- Poster
- Directed by: R. Thyagarajan
- Screenplay by: Sandow M. M. A. Chinnappa Thevar
- Produced by: Sandow M. M. A. Chinnappa Thevar
- Starring: Sivakumar Sripriya
- Music by: Shankar–Ganesh
- Production company: Dhandayudhapani Films
- Release date: 10 November 1977;
- Country: India
- Language: Tamil

= Aattukara Alamelu =

1977 film by R. Thyagarajan

Aattukara Alamelu is a 1977 Indian Tamil-language film directed by R. Thyagarajan and produced by Sandow M. M. A. Chinnappa Thevar. The film stars Sivakumar and Sripriya. It was released on 10 November 1977 and became a silver jubilee hit. The film was remade in Telugu as Pottelu Punnamma and in Hindi as Mera Rakshak.

== Plot ==

Goatherd Alamelu leads a happy life with her pet goat in a village. Her life changes for the worse when a landlord talks ill of her character and claims to have had an affair with her.

== Production ==
Sivakumar said it took him "15 years to do the role in [Aattukara Alamelu]". The name of the title character, Alamelu, is a reference to Sripriya's birth name. Chinnappa Thevar wanted Nagesh to direct the film; he refused as he felt he was not the right person to do so.

== Soundtrack ==
The music for this film was composed by Shankar–Ganesh, and the lyrics were written by Ma. Ra.

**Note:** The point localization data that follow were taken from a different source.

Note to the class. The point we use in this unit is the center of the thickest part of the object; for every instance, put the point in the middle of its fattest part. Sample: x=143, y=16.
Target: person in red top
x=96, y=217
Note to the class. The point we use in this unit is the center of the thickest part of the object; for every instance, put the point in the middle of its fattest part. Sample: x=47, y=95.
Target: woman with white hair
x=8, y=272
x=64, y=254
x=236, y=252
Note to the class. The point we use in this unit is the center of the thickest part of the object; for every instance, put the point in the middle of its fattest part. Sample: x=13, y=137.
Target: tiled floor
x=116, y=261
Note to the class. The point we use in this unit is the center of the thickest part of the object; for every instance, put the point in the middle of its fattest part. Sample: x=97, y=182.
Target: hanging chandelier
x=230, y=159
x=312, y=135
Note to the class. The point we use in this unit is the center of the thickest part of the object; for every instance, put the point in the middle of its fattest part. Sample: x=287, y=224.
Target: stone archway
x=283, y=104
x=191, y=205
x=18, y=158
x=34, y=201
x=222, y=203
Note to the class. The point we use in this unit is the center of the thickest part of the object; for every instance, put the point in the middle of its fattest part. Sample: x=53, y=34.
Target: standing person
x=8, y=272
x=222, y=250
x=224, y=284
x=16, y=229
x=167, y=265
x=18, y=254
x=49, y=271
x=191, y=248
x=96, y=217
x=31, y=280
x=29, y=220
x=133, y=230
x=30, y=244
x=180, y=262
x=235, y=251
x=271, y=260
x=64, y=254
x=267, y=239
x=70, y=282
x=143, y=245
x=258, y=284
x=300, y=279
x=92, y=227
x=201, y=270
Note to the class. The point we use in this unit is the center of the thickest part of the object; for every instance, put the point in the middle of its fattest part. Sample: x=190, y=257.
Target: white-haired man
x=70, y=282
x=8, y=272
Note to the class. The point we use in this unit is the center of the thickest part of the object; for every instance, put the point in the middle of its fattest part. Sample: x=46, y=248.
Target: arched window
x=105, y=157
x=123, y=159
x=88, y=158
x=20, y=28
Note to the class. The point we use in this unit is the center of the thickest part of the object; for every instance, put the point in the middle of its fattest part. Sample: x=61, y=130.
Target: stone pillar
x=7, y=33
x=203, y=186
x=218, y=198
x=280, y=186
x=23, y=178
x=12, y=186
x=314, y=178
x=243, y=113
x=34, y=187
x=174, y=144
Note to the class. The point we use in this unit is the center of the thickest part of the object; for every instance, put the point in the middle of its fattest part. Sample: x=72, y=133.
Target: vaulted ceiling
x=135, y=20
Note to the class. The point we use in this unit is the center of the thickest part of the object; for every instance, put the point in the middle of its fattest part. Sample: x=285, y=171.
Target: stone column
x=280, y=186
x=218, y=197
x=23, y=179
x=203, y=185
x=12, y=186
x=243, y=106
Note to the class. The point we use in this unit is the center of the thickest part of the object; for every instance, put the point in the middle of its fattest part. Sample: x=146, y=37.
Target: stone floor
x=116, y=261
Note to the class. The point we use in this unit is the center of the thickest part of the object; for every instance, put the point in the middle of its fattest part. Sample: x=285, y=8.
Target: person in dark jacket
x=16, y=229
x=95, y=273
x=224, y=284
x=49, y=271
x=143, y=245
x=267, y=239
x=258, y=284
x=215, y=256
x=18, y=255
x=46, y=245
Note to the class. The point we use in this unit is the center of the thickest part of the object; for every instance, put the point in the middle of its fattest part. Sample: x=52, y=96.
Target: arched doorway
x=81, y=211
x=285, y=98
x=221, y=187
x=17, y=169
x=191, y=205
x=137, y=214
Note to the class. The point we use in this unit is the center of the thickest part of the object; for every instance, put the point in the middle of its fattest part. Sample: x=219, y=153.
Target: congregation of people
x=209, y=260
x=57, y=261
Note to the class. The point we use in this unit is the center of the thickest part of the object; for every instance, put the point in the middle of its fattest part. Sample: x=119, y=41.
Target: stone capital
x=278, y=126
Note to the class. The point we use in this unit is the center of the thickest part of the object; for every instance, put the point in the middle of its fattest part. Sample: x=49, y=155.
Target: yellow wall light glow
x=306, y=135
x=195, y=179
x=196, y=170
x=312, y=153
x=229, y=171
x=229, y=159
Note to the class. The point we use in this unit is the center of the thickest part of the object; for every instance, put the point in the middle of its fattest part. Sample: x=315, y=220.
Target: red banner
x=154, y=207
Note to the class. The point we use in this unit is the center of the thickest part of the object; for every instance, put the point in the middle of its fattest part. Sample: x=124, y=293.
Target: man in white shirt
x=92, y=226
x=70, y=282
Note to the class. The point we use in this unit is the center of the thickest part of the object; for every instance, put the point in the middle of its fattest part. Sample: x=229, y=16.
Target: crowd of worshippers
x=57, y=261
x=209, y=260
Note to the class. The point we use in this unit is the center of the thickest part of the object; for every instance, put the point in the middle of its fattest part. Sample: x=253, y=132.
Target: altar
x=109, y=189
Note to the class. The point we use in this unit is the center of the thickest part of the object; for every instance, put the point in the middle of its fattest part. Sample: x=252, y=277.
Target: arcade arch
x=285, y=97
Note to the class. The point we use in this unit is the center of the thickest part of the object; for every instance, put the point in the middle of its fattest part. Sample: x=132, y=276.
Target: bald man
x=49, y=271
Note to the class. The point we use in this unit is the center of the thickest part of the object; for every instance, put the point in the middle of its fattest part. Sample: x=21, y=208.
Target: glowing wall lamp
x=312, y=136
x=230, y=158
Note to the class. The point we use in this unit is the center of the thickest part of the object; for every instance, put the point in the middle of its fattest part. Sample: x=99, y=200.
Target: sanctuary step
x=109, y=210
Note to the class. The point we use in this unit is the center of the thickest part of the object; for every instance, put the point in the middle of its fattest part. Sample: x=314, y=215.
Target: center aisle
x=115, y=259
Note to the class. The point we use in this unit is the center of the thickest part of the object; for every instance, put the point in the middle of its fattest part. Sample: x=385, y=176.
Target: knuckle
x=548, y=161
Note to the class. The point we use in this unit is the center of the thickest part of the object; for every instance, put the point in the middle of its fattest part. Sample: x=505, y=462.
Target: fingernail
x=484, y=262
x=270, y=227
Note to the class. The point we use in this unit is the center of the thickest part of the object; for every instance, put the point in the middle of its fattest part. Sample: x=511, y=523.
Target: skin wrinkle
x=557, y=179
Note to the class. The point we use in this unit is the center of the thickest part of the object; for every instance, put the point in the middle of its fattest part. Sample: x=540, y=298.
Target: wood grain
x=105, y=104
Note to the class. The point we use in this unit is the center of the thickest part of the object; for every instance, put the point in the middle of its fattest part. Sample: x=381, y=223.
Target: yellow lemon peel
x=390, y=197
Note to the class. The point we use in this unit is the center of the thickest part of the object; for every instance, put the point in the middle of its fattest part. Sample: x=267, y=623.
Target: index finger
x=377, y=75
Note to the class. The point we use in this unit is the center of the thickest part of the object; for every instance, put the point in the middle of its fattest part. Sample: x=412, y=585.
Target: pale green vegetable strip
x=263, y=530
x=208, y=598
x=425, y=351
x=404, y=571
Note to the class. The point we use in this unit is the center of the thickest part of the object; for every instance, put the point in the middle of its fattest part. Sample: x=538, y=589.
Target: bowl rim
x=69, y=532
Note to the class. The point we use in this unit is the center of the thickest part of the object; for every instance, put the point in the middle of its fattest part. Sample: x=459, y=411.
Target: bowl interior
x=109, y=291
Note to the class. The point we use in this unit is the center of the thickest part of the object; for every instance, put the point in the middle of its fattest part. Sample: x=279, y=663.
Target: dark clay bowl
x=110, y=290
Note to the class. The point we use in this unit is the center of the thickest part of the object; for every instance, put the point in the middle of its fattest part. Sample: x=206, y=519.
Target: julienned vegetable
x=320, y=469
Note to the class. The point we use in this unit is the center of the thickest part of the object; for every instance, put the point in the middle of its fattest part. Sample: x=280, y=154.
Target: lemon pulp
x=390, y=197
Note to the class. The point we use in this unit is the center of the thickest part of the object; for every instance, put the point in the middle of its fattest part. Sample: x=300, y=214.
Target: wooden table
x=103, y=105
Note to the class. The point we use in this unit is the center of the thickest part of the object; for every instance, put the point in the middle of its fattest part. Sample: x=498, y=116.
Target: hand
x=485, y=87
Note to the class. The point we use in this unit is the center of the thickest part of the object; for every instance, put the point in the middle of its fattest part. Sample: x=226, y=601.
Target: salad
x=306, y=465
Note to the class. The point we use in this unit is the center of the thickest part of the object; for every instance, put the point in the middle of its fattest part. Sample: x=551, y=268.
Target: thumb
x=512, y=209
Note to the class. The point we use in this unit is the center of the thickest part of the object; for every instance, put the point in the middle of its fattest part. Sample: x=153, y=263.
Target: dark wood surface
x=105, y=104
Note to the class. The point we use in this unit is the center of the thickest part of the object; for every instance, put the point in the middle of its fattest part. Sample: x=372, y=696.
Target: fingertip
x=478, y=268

| Song | Singers | Length |
|---|---|---|
| "Aathula Meen" | P. Susheela | 03:44 |
| "Dhaagam Theerndhadi" | P. Susheela, T. M. Soundararajan | 03:58 |
| "Paruththi Edukkaiyile" | P. Susheela, T. M. Soundararajan | 04:25 |
| "Then Koodu Thirumagal" | P. Susheela | 04:04 |

== Release and reception ==
Aattukara Alamelu was released on 10 November 1977, Diwali day. Film World wrote, "Aattukara Alamelu is a fluke; one misses any worthy element that is a box-office draw besides the performance of the goat!". The film was a silver jubilee hit.

== Legacy ==
Enga Ooru Aattukkaran (1990), which also stars Sripriya, was compared by journalists to Aattukara Alamelu as it also prominently features a goat.